4 thoughts on “When condo corporations borrow money

  1. Great article, thank you. Our condo board borrowed a large loan in 2011 to remove and repave our entire parking lot and curbing within our condo complex. At the time, our reserve fund & study for the complex had budgeted replacing the parking lot over the next four years in stages, each year pulling money from the reserve fund to do so. After much debate amongst the homeowners, it was decided that the board would obtain private financing via a loan and replace the parking lot all at one time which was done. We were told at that time, that going forward, loan repayments would be made via the reserve fund that had been established and continued to be topped up over the coming years with our monthly contributions. Now we are being told by the board/property management that the reserve fund cannot be used to repay this loan that was for capital expenditures of common elements and we have now all received a substantial increase to our monthly condo fees to cover this expense. So my question is, why can the reserve fund not be used over the coming years to repay the loan, if the loan was taken soley and 100% for this large capital expenditure. Are the board/property management wrong about this?

  2. The Condominium Corporation that I manage would like to borrow funds for a major capital expense.
    I am looking on how to word the Ordinary Resolution to send out to the owners
    Is there a sample wording document that I could reveiw?

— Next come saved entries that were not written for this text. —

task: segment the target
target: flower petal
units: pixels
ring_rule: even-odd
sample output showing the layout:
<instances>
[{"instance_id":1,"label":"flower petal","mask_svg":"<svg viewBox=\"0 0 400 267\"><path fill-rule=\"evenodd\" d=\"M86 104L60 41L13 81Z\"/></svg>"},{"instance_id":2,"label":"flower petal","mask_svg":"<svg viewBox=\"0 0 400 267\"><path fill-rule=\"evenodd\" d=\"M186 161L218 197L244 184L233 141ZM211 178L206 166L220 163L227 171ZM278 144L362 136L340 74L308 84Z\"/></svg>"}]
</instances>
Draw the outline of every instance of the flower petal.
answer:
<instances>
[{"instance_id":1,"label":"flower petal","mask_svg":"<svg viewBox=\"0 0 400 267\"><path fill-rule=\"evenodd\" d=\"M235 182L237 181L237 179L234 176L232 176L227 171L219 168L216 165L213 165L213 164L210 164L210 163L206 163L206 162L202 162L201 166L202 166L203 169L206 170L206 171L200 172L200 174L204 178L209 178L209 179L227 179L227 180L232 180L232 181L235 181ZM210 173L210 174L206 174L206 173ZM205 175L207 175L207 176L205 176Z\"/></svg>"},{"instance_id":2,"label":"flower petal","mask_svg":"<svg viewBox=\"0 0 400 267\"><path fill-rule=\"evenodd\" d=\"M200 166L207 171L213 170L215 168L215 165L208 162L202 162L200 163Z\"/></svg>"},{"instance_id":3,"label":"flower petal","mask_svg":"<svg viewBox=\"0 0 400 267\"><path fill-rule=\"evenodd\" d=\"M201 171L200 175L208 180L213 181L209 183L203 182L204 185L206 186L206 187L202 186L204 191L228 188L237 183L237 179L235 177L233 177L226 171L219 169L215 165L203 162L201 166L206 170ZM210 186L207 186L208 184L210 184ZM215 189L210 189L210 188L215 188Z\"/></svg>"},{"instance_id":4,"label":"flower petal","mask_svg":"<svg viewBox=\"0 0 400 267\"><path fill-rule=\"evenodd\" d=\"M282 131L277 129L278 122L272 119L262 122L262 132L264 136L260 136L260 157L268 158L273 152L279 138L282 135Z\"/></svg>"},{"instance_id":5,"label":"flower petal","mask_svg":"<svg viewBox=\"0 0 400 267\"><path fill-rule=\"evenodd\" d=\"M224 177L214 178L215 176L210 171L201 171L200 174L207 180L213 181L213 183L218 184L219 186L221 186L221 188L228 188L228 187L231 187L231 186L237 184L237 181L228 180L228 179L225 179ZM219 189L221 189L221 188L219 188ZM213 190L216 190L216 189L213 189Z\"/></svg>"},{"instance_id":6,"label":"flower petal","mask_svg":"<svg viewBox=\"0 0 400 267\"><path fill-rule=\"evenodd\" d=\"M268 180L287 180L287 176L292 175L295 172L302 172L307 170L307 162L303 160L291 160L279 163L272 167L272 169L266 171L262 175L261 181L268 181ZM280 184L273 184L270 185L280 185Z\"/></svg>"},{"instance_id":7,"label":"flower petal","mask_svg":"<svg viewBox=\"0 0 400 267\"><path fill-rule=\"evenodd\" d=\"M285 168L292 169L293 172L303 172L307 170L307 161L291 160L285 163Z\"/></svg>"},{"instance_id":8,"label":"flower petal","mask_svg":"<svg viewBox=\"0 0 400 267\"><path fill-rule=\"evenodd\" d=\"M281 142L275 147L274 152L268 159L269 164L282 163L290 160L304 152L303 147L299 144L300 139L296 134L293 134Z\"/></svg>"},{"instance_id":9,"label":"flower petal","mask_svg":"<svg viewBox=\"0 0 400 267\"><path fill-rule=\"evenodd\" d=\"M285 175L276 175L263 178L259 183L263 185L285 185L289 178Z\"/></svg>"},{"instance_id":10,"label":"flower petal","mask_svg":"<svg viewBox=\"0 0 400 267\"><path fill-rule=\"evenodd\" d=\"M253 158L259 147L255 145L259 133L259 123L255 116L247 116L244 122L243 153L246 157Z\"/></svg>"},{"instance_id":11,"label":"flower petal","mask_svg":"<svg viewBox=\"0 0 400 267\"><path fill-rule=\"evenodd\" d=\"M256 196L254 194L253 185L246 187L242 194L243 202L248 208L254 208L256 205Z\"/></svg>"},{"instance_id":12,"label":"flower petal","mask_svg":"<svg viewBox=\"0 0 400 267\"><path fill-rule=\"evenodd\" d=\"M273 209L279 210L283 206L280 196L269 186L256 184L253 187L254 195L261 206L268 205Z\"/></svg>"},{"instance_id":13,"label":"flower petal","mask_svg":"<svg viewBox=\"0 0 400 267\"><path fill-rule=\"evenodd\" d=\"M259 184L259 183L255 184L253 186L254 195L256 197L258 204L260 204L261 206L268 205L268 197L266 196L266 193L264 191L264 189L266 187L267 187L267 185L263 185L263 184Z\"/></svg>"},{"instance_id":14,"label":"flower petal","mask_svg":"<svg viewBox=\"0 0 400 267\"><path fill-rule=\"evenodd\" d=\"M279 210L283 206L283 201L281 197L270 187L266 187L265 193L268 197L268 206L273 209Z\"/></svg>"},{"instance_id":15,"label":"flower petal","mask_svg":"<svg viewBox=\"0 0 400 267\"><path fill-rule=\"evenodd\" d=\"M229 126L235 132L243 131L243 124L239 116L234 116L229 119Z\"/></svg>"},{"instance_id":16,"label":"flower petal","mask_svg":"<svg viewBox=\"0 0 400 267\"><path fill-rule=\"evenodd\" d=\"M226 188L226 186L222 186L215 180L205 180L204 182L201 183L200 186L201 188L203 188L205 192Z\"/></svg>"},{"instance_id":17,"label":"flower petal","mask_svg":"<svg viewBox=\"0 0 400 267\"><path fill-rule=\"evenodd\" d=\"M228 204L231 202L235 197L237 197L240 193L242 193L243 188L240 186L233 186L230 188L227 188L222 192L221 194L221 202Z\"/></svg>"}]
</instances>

  3. My Condo wants to borrow to replace all the Windows and sliding glass doors. They hired an Engineer and recieved quotes. The Cost is 3.2 million. They threaten us either Vote to take a Loan or we will Special Asccess you all. The Vote is for a 2 million line of credit over 10 years, the threatened Special Assessment is for 1.6 million. There is one qustion on the proxy and that is to change the borrowing bylaw. The reserve Fund Study said this that was done in 2016. The windows were observed to be in fair condition. When the windows are scheduled for replacement it recommended that this be done in a phased program in order to reduce the impact on the Reserve Fund.” What can we do to stop this and Save the money, our Reserve Fund has 1.1 million init with contributions of 900 grand a year. It is an building built in 1982

  4. I am a Director on a Standard Condominium Board in Ontario. Over the past two years, we have received enormous increases in insurance premiums. The problem we face is we collect the funds over a 12 month period to pay for insurance. Unfortunately, we have to pay for it in a given month or finance the amount. We have financed the last two years, however, even the financing is not spread over 12 months. We have to come up with approximately 18% of the total in one month which is still problematic. We approached our bank about borrowing the total amount plus interest and paying for it in 12 monthly payments. They turned us down stating that we should have this covered in our budget.
    Well, we do but we receive the amount in 12 equal payments. I do not understand why the bank will not loan us the money.
    We can put through an approx 25% (this includes all other necessary increases) increase in condo fees and then have the amount needed to pay within terms without financing. Homeowners I am sure will have a problem with this. Another alternative is, we can put forward an approx. 12% (also includes all other increase) budget that will have the estimated downpayment available when we need it.